Diz o Doutor Francisco Antônio Pereira Rocha que
tendo arrendado em 1876 a Câmara Municipal desta cidade, por espaço de 27 anos,
o Dique Novo, que se estende da Fonte das Pedras até o lugar do Moinho, e seus
braços que entram pelo Tororó, Garcia e Barris, outrora até a camisa de fogo do
Forte de São Pedro, na propriedade do finado Manuel Alves de Sá, sob as
seguintes condições:
1ª Pagar a renda de 50$000 nos primeiros nove anos,
100$000por cada um dos nove seguintes, e 200$000 por cada um dos nove anos últimos
anos, ficando então todas as benfeitorias fixas pertencendo a municipalidade,
que poria em hasta pública o novo arrendamento, preferindo para ele o
suplicante os seus herdeiros.
2ª Plantar na margem de toda a estrada Dois de
Julho um pé de Eucaliptos Glóbulos, de sessenta em sessenta palmos, e no
intervalo outros tantos de Salgueiro, (chorão, saule
pleureur).
3ª A povoar o mesmo Dique de peixes fluviais, das
melhores espécies indicadas e outros exóticos, que podem viver entre os
trópicos e se possam aclimar, visto não ser o Dique d’águas estagnadas, antes
renovadas quase diariamente, despejando [...] horas, pelas duas [...] sempre
abertas, mais de três mil metros cúbicos d’água potável, que alimenta os
motores das duas fábricas de lapidação de diamantes, nos lugares da antiga Bate
Folha, e depois do Moinho do Meira, e finalmente da fábrica do superior Rapé
Areia Preta de Gantois & Paillet, vendida a Meuron & Companhia.

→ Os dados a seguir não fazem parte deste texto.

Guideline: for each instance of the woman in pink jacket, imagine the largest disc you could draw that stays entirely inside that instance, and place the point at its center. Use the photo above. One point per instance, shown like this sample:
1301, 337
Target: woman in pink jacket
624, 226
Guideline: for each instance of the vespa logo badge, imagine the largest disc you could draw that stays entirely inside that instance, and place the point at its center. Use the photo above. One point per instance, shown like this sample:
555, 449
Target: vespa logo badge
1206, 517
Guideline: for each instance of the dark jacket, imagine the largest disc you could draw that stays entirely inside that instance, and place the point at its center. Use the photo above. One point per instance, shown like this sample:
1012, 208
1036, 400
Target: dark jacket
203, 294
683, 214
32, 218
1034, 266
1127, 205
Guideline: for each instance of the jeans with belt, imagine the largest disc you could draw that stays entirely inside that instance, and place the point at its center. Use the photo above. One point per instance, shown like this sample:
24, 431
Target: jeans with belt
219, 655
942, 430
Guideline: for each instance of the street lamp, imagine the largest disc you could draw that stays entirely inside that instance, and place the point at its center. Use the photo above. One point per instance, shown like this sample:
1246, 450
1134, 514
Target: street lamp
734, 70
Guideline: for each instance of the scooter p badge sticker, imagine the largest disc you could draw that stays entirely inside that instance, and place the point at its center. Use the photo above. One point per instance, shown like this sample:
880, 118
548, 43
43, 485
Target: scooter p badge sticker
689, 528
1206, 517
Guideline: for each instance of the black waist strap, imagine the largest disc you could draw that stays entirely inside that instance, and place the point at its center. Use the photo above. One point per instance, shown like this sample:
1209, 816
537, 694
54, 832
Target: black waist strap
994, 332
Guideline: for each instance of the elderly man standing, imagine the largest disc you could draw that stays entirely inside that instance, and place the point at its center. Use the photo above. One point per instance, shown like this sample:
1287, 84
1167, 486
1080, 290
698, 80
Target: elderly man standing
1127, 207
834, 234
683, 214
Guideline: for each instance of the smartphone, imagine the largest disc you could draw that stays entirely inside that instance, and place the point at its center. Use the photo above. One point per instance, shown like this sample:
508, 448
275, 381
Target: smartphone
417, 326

4ª Fazer na margem do Dique, em frente ao do novo
Bairro do Tororó, que é lugar mais estreito do trânsito em canoas, para maior
comodidade dos moradores do mesmo, uma casa coberta de telhas para ali ser
mercado do peixe.
5ª Só aí poder vender o peixe, sob pena de 100$000
de multa; finalmente, a vender, a nunca mais de duzentos réis o peixe cada
quilo, e de todo o tamanho e qualidade, sob a mesma multa, excetuando só os
crustáceos.
6ª Finalmente, a dar uma vez por mês o produto de
toda a pescaria daquele dia (de jejum de preceito) grátis, para ser repartido
pelas casas de educação e caridade, sem que a Câmara por sua parte lhe desse o
menor auxílio, exceto proibir a pesca no mesmo Dique, sem sua licença para
evitar a devastação que no peixe (que ali se reproduz), de continuo fazem os
meninos e os vadios, pescadores d’água doce, usando de redes de pequenas
malhas, gerirés, anzóis de unha de gato e até de tingui, côcae mesmo de cal,
que deu cabo do peixe, que em abundância (até o Surubi) se criava e se vendia a
80 réis o arrátel de 16 onças, fixado por edital do almotacel Bottas, ainda
depois da invasão de Mauricio de Nassau, no ano de... como consta dos registros
municipais, que se criava, dizemos, no Velho Dique, que, começando na horta do
Convento de São Bento, entrava pala baixa da Lapa, se estendia desde a
Barroquinha, Rua da Lama, atual Rua da Vala e se fechava e abria no lugar das
Sete Portas, por onde despejava o Rio das Tripas, até fazer junção com o Rio
Camorogipe e ia desaguar na Mariquita povoação do Rio Vermelho, como ainda
hoje. Ficou, pois, o Dique Velho despovoado de peixe e foi preciso formar o
atual, represando para isso por um forte morachão ou tapagem, cuja terra foi
tirada como se observa da chamada Ladeira do Moinho, montículo em terreno dos
antecessores do Teixeira que por isso ficou com o direito a uma das portas de
esgoto, situada em suas terras que pelo represamento ficaram alagadas.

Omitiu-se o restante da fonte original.